Since $A^* = A$, $(x^*Ax)^* = x^*Ax$. Therefore $x^*Ax$ is a real number for any $x$. If $x$ is an eigenvalue of $A$ with eigenvalue $\lambda$, we have $x^*Ax = x^*(\lambda x) = \lambda x^*x$. Since $x^*Ax$ and $x^*x$ are always real (and $x^*x$ is not zero for an eigenvector $x$), this means $\lambda$ must be real too.

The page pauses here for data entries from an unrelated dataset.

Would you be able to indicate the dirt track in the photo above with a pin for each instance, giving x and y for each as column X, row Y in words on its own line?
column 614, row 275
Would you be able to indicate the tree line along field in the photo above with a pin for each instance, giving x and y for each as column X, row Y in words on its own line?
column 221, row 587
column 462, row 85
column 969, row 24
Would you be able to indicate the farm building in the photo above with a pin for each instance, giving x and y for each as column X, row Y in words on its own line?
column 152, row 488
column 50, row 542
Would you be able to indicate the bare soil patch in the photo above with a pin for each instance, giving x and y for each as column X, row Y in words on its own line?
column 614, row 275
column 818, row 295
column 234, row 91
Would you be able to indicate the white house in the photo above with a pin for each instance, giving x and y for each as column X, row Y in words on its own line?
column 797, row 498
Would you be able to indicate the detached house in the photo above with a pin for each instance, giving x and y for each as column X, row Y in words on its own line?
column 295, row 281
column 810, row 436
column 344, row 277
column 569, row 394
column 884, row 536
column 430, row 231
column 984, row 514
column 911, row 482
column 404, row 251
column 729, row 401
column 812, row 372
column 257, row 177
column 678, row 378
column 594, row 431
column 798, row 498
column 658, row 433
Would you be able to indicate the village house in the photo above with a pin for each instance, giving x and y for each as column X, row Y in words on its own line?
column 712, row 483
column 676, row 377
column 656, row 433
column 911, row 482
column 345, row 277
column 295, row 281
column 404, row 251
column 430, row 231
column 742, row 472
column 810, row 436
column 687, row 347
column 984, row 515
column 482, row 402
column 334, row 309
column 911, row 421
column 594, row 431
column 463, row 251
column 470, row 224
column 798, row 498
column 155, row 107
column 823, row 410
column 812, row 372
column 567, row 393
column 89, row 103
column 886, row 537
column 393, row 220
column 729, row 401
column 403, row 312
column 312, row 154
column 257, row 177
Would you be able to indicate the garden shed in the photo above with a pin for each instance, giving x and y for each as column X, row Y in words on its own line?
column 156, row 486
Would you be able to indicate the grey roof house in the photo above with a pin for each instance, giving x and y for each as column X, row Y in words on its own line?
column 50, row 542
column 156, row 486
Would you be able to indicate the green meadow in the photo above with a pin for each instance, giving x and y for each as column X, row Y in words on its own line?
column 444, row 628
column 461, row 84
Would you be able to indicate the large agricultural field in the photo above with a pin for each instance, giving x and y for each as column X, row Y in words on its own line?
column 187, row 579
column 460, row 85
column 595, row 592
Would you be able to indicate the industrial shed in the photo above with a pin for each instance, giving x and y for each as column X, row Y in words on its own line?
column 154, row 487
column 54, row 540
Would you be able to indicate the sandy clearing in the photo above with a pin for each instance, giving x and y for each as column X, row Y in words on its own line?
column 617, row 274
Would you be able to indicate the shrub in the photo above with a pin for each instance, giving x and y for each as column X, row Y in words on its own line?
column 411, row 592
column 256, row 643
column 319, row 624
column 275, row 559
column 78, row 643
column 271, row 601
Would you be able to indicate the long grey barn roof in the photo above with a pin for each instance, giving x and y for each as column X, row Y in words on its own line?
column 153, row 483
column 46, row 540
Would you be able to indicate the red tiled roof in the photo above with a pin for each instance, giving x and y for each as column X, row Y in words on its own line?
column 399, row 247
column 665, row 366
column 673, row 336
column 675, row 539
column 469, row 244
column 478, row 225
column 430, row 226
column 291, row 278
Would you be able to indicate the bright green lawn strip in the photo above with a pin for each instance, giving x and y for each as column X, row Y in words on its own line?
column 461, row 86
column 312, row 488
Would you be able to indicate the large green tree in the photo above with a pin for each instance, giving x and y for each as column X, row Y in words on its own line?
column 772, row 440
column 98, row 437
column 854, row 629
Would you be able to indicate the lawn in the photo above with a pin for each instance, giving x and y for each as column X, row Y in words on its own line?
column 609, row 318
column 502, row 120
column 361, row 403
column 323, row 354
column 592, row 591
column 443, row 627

Consider an eigen-pair, $(\lambda,v)$, of an $n\times n$ real symmetric matrix $A$,
then $ \begin{align*} Av=\lambda v \implies \bar{Av}=\bar{\lambda v}=A\bar{v}=\bar{\lambda}\bar{v}. \end{align*} $
Now,
$ \begin{align*} \left\langle \bar{v},Av \right\rangle =\bar{v}^\top Av =\bar{v}\lambda v =\lambda \left\langle \bar{v}, v\right\rangle. \end{align*} $
Similarly,
$ \begin{align*} \left\langle \bar{v},Av \right\rangle =\bar{v}^\top Av=\bar{A^\top v}^\top v =\bar{\lambda v}\lambda v =\bar{\lambda} \left\langle \bar{v}, v\right\rangle. \end{align*} $
So, we have
$ \begin{align*} & \left\langle \bar{v},Av \right\rangle = \lambda \left\langle \bar{v}, v\right\rangle = \bar{\lambda} \left\langle \bar{v}, v\right\rangle , \left\langle \bar{v}, v\right\rangle \neq 0 \\ & \implies \bar{\lambda} =\lambda \implies \lambda \in \mathbb{R}. \end{align*} $.

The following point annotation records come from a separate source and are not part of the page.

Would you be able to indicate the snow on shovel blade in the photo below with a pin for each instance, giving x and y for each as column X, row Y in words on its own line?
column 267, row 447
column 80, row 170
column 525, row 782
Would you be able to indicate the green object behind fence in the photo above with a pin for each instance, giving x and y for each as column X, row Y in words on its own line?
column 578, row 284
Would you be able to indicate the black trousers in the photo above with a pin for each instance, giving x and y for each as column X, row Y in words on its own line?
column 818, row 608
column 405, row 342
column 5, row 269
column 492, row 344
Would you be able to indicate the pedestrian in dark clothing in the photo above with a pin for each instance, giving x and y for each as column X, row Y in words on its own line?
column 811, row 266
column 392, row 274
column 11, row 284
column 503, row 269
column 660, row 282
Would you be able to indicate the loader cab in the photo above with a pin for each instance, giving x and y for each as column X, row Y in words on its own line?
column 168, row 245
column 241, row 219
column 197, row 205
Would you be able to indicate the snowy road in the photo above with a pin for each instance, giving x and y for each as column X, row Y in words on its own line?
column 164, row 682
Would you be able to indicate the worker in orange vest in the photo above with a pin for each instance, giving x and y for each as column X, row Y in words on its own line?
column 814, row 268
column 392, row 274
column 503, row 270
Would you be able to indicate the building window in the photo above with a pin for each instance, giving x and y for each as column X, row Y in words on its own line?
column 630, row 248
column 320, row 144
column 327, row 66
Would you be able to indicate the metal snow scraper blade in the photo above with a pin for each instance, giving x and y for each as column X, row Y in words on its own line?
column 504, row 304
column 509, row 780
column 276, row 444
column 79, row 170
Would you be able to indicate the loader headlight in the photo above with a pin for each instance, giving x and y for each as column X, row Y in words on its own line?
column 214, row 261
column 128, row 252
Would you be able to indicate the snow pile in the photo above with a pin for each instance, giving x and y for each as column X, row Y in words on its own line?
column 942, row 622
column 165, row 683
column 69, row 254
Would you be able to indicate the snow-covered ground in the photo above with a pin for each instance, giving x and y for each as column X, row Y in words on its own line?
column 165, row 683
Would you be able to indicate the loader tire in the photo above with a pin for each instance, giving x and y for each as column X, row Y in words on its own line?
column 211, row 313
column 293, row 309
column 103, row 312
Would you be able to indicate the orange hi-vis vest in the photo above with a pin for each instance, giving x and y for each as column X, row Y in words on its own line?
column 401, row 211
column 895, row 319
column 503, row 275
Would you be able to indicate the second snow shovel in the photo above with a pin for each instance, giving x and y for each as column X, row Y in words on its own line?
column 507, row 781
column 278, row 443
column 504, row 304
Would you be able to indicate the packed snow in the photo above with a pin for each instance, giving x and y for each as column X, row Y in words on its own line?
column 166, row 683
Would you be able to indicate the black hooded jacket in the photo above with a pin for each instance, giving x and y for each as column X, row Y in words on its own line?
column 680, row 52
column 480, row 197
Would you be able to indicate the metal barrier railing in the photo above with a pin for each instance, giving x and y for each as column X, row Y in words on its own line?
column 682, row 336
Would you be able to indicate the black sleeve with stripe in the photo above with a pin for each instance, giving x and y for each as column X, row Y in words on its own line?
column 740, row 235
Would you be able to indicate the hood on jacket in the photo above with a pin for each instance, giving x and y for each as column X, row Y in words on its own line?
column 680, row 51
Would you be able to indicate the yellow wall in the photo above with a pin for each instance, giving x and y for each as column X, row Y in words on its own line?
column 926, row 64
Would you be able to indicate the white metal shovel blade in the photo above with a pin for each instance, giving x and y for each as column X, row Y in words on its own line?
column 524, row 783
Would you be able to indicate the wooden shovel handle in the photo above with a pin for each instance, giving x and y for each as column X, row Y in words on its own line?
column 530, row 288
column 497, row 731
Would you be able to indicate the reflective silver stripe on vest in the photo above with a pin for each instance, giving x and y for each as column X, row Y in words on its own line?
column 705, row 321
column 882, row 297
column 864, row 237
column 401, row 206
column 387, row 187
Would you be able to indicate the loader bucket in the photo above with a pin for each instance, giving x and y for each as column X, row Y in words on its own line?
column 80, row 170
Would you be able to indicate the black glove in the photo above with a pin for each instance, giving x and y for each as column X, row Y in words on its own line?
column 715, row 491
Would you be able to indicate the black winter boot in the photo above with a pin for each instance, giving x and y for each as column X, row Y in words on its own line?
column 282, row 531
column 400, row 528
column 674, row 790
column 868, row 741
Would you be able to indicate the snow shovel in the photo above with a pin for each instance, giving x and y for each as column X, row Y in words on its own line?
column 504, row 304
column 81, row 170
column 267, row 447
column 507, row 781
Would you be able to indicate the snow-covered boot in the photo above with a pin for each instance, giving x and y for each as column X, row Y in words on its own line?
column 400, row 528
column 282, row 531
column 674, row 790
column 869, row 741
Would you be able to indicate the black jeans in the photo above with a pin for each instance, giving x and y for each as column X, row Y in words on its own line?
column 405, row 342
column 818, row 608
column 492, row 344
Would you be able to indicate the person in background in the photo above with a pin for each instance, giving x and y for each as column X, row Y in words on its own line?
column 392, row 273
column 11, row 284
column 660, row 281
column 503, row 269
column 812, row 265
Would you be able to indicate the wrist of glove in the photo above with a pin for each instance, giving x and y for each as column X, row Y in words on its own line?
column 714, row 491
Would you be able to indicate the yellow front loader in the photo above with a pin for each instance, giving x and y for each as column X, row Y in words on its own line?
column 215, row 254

Hint: for every $n\times n$ matrix $M$ $$ \langle Mv , w\rangle ~=~ \langle v , M^H w\rangle $$ where $M^H$ is the conjugate transpose of $M$ and $\langle\,\cdot\,,\,\cdot\,\rangle$ is the complex inner product (i.e. $\langle v,w\rangle=v^Hw$).
Consider the real operator $$u := (x \mapsto Ax)$$ for all $x \in \mathbb{R}^{n}$ and the complex operator $$\tilde{u} := (x \mapsto Ax) $$ for all $x \in \mathbb{C}^{n}$. Both operators have the same characteristic polynomial, say $p(\lambda) = \det(A - \lambda I)$. Since $A$ is symmetric, $\tilde{u}$ is an hermitian operator. For the spectral theorem for hermitian operators all the eigenvalues (i.e. the roots of the $p(\lambda)$) of $\tilde{u}$ are real. Hence, all the eigenvalues (i.e. the roots of the $p(\lambda)$) of $u$ are real.

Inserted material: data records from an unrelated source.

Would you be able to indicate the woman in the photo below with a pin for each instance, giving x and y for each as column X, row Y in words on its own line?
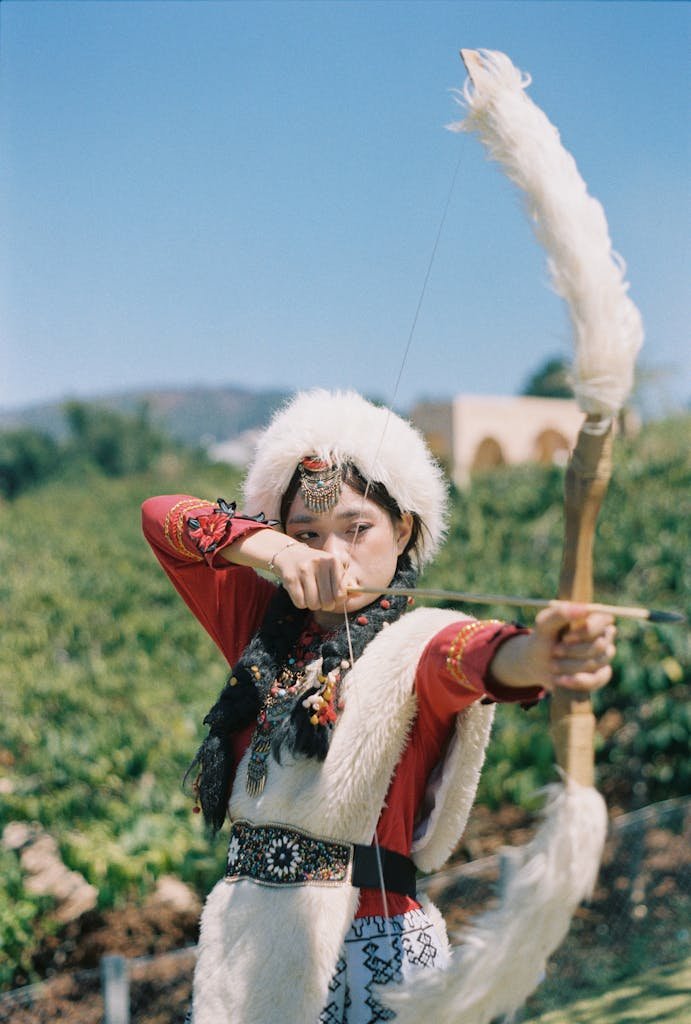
column 346, row 747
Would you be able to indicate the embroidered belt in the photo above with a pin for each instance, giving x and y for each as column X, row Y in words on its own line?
column 279, row 855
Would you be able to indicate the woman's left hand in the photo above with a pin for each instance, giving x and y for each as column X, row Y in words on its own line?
column 573, row 647
column 569, row 646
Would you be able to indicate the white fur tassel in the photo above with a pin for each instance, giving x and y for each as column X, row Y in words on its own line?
column 568, row 222
column 503, row 954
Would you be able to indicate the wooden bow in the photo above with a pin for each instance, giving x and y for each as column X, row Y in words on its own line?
column 607, row 332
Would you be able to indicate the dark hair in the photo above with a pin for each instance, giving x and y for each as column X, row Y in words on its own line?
column 377, row 492
column 265, row 655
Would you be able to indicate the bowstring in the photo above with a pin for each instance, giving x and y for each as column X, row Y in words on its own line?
column 399, row 376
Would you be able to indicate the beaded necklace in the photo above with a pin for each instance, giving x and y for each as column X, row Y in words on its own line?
column 279, row 697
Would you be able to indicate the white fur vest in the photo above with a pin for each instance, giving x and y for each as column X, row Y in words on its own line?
column 266, row 954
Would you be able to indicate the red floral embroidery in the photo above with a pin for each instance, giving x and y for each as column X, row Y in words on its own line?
column 209, row 529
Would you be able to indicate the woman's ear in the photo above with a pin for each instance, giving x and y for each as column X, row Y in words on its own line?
column 402, row 531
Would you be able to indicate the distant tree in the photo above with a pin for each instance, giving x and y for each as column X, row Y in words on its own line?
column 27, row 458
column 550, row 380
column 116, row 442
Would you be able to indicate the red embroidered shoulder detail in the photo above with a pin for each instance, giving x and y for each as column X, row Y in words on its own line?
column 173, row 526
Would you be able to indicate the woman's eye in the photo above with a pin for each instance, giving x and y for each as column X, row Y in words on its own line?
column 359, row 529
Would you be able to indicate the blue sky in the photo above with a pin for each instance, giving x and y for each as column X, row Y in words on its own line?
column 249, row 194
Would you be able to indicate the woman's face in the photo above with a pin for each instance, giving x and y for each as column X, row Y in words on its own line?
column 360, row 534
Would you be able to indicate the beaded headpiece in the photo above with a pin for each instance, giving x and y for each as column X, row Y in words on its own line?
column 319, row 433
column 320, row 483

We have shown that the eigenvalues of a symmetric matrix are real numbers as a consequence of the fact that the eigenvalues of an Hermitian matrix are reals.
$$A^*=A\implies(\lambda x)^*x=(Ax)^*x=(\lambda x)^*x=\lambda^*(x^*x)=x^*Ax=\lambda(x^*x)$$